LOL, you're funny Spin, but you're not going to get you way!

Both these tools (fly cutters and 3-jaw chucks) have their place, especially in the home shop. Fly cutters are the best way to get a decent finish on a big wide plate in the home shop. The multi-insert cutters (I have a couple and will write about them here too before long) are way better if you have much material to remove, but they just don't deliver the surface finish for areas wider than they cut in a single pass. Fly cutters are also very versatile. Boring heads are basically fly cutters, and form tools are another common type of fly cutter. 

You bring up a good thought on the SFM. Let's consider the case I was working. I was flycutting a surface 6" wide in a single pass. As I mention, I ran at 910 rpm. So, what was my SFM (Surface Feet per Minute)? It was about 1500. Whoa! That was too fast.

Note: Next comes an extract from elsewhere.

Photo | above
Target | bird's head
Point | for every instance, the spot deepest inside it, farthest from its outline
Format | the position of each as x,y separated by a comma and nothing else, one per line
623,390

What should it have been? This was very mild steel, so HSS wants maybe 150 or 200 max SFM. My flycutter used brazed carbide, so figure max 3x that or maybe 600 CFM. The main impact of running to fast was more tool wear and poorer chip control. For optimal tool wear, I should have been running at more like 1/3 of what I was or 300 rpm. OTOH, the carbide tool was dirt cheap, and I was able to feed faster and still get the same finish. 

I used to have this fantastic feed and speed software that Michael Rainey puts out. Unfortunately, I lost it in a hard disc crash. I can get the software, but I left my password to unlock it in an Outlook archive that didn't get backed up. Doh! I back it up now, but I need to contact Michael and get another copy. It's really handy to have that sort of thing in the shop.

Cheers,

BW


----------



## shred (Jan 23, 2008)

BobWarfield  said:
			
		

> I used to have this fantastic feed and speed software that Michael Rainey puts out. Unfortunately, I lost it in a hard disc crash. I can get the software, but I left my password to unlock it in an Outlook archive that didn't get backed up. Doh! I back it up now, but I need to contact Michael and get another copy. It's really handy to have that sort of thing in the shop.


I use the AutoEditNC (free download) feeds-and-speeds calculator all the time. I derate a little for my machine, and would prefer it to have more materials, but it's always in the ballpark. What does the Rainey software do?


----------



## BobWarfield (Jan 23, 2008)

shred  said:
			
		

> I use the AutoEditNC (free download) feeds-and-speeds calculator all the time. I derate a little for my machine, and would prefer it to have more materials, but it's always in the ballpark. What does the Rainey software do?



Lots of stuff: http://www.cncci.com/products/mepro.htm

It has a nice materials table, but everything is table driven so you can customize it. He is a regular over on the PM boards and a lot of guys swore buy it so I got a copy. It was worth the price of admission!

Best,

BW


----------



## macona (Jan 25, 2008)

I have to agree with spin doctor on this one. Find a small (2-3") indexable cutter that uses the ADKT type insets. They can be found on ebay real cheap quite often. I have seen cutting heads go for about $40 and I picked up a whole bunch of inserts for something like $35. ADKT style inserts are great for low power machines and leave a darned near mirror finish.

You can also make your own from a circular chunk of aluminum. Make it the diameter you want and drill arount the perimeter and tap to hold in either regular HSS or carbide cutters. Use a granite slab to set the cutter height consistent between all the cutters.


----------